Anyone have any tips/advice to avoid an episiotomy?

Of course if there is a risk to the baby and it is the only option then so be it - but I've read mixed documentation on the use of it these days. from it falling out of use unless in an emergency to some doctors still using it for non emergencies.

they don't ever tell you that recovery from it can sometimes be longer and more painful than a cesarean.

Do you think I can say that in my birth plan? To avoid an episiotomy unless there is a risk to me or the baby? Or even more extreme to say if it came to that I'd rather a cesarean than an episiotomy?

allthecarbs Tue 23-Aug-16 14:25:27

Giving birth in the water is meant to reduce the risk isn't it?

Why would you rather have CS than episiotomy? Not judging in any way, just curious.

CanIGoToBedNow Tue 23-Aug-16 14:28:44

Don't know about avoiding one but I ended up having one (DS was back to back and not budging so they went in with forceps) and it was not so bad.

Healed well and quickly - better than a tear would so they're not all horror stories!

katienana Tue 23-Aug-16 14:28:50

I don't think it would be an either or situation - if baby is that low that an episiotomy would get them out then they'd be too low for a section?
I had one and my recovery was shit but would have been better if I'd avoided getting an infection.

ispymincepie Tue 23-Aug-16 14:29:02

Deliver standing up

NormHonal Tue 23-Aug-16 14:31:36

Hi OP, you sound just like me before I had my DC1. I'd been reading Naomi Wolf on episiotomies and was determined to avoid an episiotomy at all costs, for the reasons you have mentioned.

Yes, I put it in my birth plan and made sure the midwives knew my preference.

But, when it came to it, it was the only option. DC1 was in a position that meant it was an episiotomy, or DC1 was at risk. It was nowhere near as bad as feared and DC1 was born a few minutes later.

What I will say is that, in my case, I healed from that much more cleanly and easier than with DC2, when I tore. Now THAT was painful.

Having been there, done that, and completely understanding your reasons, I would say yes, put it on your birth plan and discuss it with midwives. But keep an open mind. Because when it comes down to it, all that will matter is the safe arrival of your baby.

If you have been reading Naomi Wolf, I think her writing is from the American perspective, where births are much more "medical". It certainly hasn't been my experience in the UK that an episiotomy was performed as a default option (wasn't even considered for DC2).

MabelSideswipe Tue 23-Aug-16 14:38:02

Eposiotomys are most common with instrumental births. To cut the risk of an instrumental birth you can adopt upright positions in labour e.g on all fours, standing, sitting on a birth ball, leanibg firwards in a birth pool. This helps the baby get into a good position coming through the pelvis.

Also avoid an epidural or if you can't , delay for as long as you can. Epidural increases the risk if an instrumental birth and hence an episiotomy.

GoldenWorld Tue 23-Aug-16 15:07:55

Generally, episiotomies are only done for Fetal distress and forceps deliveries. You won't even necessarily have one with a ventouse/kiwi, it depends how well your perineum is stretching. There is something called buttonholing where it also might be done, where the perineum gets holes in and can lead to a very nasty tear so an episiotomy is preferable. But that's rather unusual.

As others have said, it's not really an either/or choice as if you need an episiotomy the head will be far down in the birth canal, making a c-section very difficult to do. That said, if they were thinking about taking you for a 'trial' of forceps in theatre, where they're not completely confident they can deliver the baby with forceps, you could request to go straight to c-section instead. But it depends on where the baby's head is, position etc. as to how easy it will be to do a c-section as doctors do try to avoid doing them at full dilatation.

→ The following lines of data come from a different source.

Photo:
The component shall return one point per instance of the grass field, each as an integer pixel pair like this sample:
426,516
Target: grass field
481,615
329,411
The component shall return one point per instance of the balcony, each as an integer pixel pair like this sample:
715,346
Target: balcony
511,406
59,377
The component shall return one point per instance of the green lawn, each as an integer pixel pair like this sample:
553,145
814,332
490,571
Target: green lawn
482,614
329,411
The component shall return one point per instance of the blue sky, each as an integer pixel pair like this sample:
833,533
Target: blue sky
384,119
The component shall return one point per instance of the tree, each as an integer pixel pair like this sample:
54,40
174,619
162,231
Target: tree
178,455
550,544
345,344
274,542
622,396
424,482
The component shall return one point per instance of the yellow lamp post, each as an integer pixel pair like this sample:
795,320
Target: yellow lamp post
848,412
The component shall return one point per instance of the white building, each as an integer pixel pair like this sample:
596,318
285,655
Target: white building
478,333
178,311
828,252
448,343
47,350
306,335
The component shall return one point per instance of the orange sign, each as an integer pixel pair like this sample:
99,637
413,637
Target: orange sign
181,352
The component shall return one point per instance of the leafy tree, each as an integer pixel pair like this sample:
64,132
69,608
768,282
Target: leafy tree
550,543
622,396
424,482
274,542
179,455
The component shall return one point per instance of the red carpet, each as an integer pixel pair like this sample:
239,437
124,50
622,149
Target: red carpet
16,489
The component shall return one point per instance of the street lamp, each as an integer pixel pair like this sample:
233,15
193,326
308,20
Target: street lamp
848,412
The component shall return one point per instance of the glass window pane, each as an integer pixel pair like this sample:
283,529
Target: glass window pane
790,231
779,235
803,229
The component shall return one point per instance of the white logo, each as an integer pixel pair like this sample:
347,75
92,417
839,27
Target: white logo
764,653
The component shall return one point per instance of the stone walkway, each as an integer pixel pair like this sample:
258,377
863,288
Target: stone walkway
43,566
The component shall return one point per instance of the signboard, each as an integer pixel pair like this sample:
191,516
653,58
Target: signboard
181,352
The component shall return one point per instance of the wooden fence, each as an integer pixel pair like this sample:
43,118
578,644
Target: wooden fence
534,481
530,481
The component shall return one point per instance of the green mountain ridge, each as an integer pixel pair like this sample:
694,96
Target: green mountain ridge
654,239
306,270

In terms of difficulty of stitching together, an episiotomy is considered on a par with a second degree tear. Most heal very well, I've seen a few recently where after a couple of days you could barely tell it had been done. That doesn't mean some don't get infected and sore, of course they do, but it's not guaranteed to be a disaster. My sister had both an episiotomy AND a c-section at the same time (failed trial of forceps) and she said her episiotomy didn't cause her any problems at all and healed very quickly, barely any pain but her c-section scar caused her a lot of pain. I know this is anecdotal but it's just to show that it's not a fait accompli that an episiotomy will cause you agony.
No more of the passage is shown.